Custom contrast matrices mapping column names to ndarray matrices.

data¶

data: pl.DataFrame | str | None = field(default=None, repr=False, converter=_coerce_data, validator=(validators.optional(validators.instance_of(pl.DataFrame))), on_setattr=(setters.frozen))

Input data as a Polars DataFrame, file path, or None for simulation.

designmat¶

designmat: pl.DataFrame

Fixed-effects design matrix as a named DataFrame.

Returns:

Type	Description
`DataFrame`	pl.DataFrame: n x p design matrix with columns named after model terms.

diagnostics¶

diagnostics: pl.DataFrame

Model-level goodness-of-fit diagnostics.

Returns a single-row DataFrame with metrics that vary by model type: df, AIC, BIC, loglik, R-squared (OLS), deviance/dispersion (GLM), sigma/ICC (mixed). After .infer(how='cv'), adds cv_error.

Returns:

Type	Description
`DataFrame`	pl.DataFrame: Single-row DataFrame with model diagnostics.

effects¶

effects: pl.DataFrame

Marginal effects or estimated marginal means (EMMs) table.

Returns:

Type	Description
`DataFrame`	pl.DataFrame: Grid columns (focal variable levels or contrast labels) plus estimate. After `.infer()`, adds se, statistic, df, p_value, ci_lower, ci_upper.

family¶

family: str = field(default='gaussian', validator=(validators.in_(FAMILIES)))

Response distribution ("gaussian", "binomial", "poisson", "gamma", "tdist").

formula¶

formula: str = field(on_setattr=(setters.frozen))

R-style model formula string (e.g., "y ~ x + (1|group)").

link¶

link: str | None = field(default=None)

Link function (e.g., "identity", "logit", "log"). None uses canonical link.

metadata¶

metadata: pl.DataFrame

Model metadata: observation counts, parameter count, group counts.

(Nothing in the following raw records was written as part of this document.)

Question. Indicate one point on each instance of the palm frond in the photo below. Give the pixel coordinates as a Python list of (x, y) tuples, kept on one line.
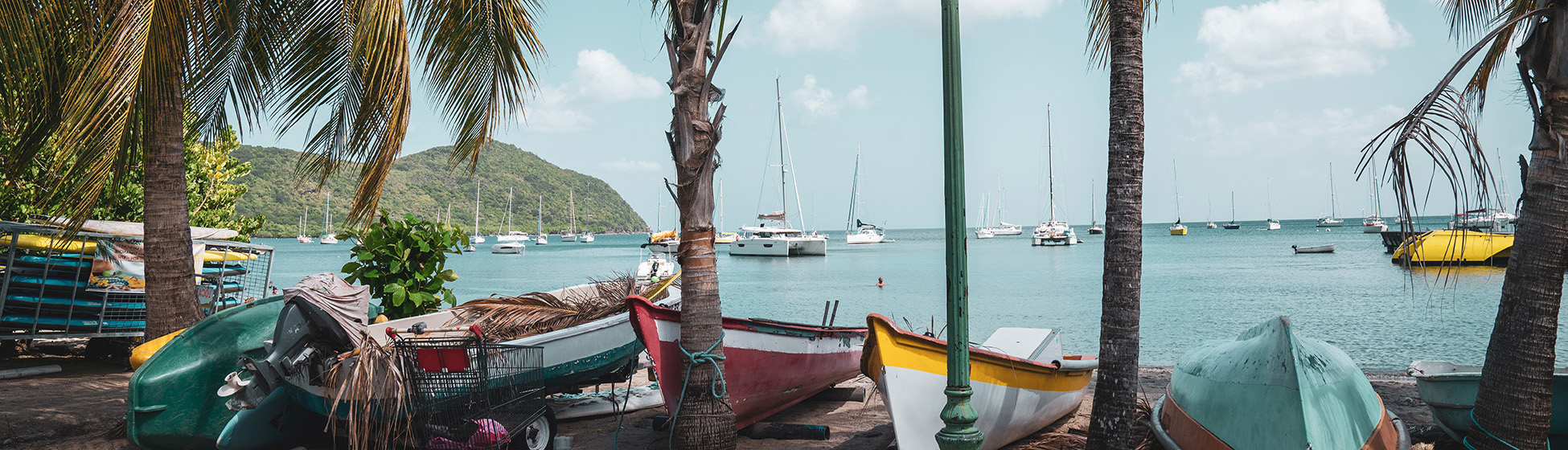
[(475, 59), (1099, 26), (348, 62)]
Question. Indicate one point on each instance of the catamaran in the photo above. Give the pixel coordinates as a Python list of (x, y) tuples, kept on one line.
[(1176, 227), (855, 231), (1332, 220), (780, 239), (1053, 231)]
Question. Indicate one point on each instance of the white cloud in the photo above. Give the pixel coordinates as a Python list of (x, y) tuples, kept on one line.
[(599, 79), (819, 102), (623, 165), (798, 26), (1283, 39)]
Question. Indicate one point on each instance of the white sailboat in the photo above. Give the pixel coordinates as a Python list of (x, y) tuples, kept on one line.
[(1176, 227), (855, 231), (1053, 231), (538, 225), (780, 239), (326, 223), (1332, 220)]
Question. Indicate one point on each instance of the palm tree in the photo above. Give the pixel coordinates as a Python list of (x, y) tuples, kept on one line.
[(704, 419), (1117, 38), (1513, 403), (101, 87)]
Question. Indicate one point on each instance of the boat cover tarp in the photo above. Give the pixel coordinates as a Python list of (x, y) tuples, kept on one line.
[(344, 301), (1270, 389)]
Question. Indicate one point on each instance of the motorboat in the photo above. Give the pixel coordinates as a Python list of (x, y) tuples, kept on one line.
[(1021, 382), (769, 366), (1274, 389)]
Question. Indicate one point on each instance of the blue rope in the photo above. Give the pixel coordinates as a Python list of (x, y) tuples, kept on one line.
[(717, 387), (1493, 436)]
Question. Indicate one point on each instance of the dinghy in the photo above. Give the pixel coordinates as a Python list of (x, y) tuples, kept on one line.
[(1272, 389), (1021, 382), (1449, 391), (769, 366)]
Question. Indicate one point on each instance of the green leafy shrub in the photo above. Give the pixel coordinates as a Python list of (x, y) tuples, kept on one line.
[(404, 262)]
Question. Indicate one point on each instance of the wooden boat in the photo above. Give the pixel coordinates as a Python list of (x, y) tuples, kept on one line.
[(1455, 248), (171, 394), (1020, 377), (1449, 391), (1272, 389), (769, 366), (1315, 248)]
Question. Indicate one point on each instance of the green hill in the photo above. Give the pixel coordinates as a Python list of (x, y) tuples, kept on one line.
[(425, 186)]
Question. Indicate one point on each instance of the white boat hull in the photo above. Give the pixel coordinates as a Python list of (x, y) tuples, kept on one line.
[(914, 400), (780, 247)]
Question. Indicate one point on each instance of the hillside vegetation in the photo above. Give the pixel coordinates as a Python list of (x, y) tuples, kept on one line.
[(424, 184)]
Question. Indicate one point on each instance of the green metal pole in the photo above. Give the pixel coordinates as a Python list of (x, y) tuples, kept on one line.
[(960, 432)]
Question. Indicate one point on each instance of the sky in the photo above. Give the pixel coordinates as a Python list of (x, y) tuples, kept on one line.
[(1247, 97)]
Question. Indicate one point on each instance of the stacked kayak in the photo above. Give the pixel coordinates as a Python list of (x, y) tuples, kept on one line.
[(1272, 389)]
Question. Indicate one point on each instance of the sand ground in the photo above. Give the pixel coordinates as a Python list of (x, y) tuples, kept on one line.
[(82, 405)]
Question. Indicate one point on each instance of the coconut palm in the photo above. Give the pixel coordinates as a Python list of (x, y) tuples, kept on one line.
[(704, 419), (1117, 39), (101, 85), (1513, 403)]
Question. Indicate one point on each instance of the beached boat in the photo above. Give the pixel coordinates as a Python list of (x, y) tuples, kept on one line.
[(769, 366), (1449, 391), (1315, 248), (1274, 389), (1021, 382), (1455, 248)]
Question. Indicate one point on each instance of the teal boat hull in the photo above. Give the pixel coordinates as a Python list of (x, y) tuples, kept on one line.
[(173, 397)]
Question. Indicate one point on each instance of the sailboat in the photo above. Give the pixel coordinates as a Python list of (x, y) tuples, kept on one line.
[(1211, 214), (855, 231), (1332, 220), (1176, 227), (1094, 220), (1053, 231), (780, 239), (326, 222), (1270, 223), (477, 235), (1233, 225)]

Returns a single-row DataFrame with structural info about the model and data. For mixed models, includes ngroups.

Returns:

Type	Description
`DataFrame`	pl.DataFrame: Single-row DataFrame with model metadata.

method¶

method: str | None = field(default=None)

Estimation method ("ols", "ml", "reml"). None auto-selects.

missing¶

missing: str = field(default='drop', validator=(validators.in_(['drop', 'fail'])))

Missing value handling: "drop" (default) or "fail".

params¶

params: pl.DataFrame

Coefficient estimates table from the fitted model.

Returns:

Type	Description
`DataFrame`	pl.DataFrame: Columns: term, estimate. After `.infer()`, adds se, statistic, df, p_value, ci_lower, ci_upper.

power_results¶

power_results: pl.DataFrame

Power analysis results from simulate(power=...).

Returns:

Type	Description
`DataFrame`	DataFrame with columns: n, sigma, term, true_value, power,
`DataFrame`	power_ci_lower, power_ci_upper, coverage, bias, rmse,
`DataFrame`	mean_se, empirical_se, n_sims, n_failed.

predictions¶

predictions: pl.DataFrame

Predictions table from the fitted model.

Returns:

Type	Description
`DataFrame`	pl.DataFrame: Columns: fitted (and link for GLMs). After `.infer()`, adds se, ci_lower, ci_upper.

resamples¶

resamples: pl.DataFrame | None

Raw resampled values from bootstrap or permutation inference.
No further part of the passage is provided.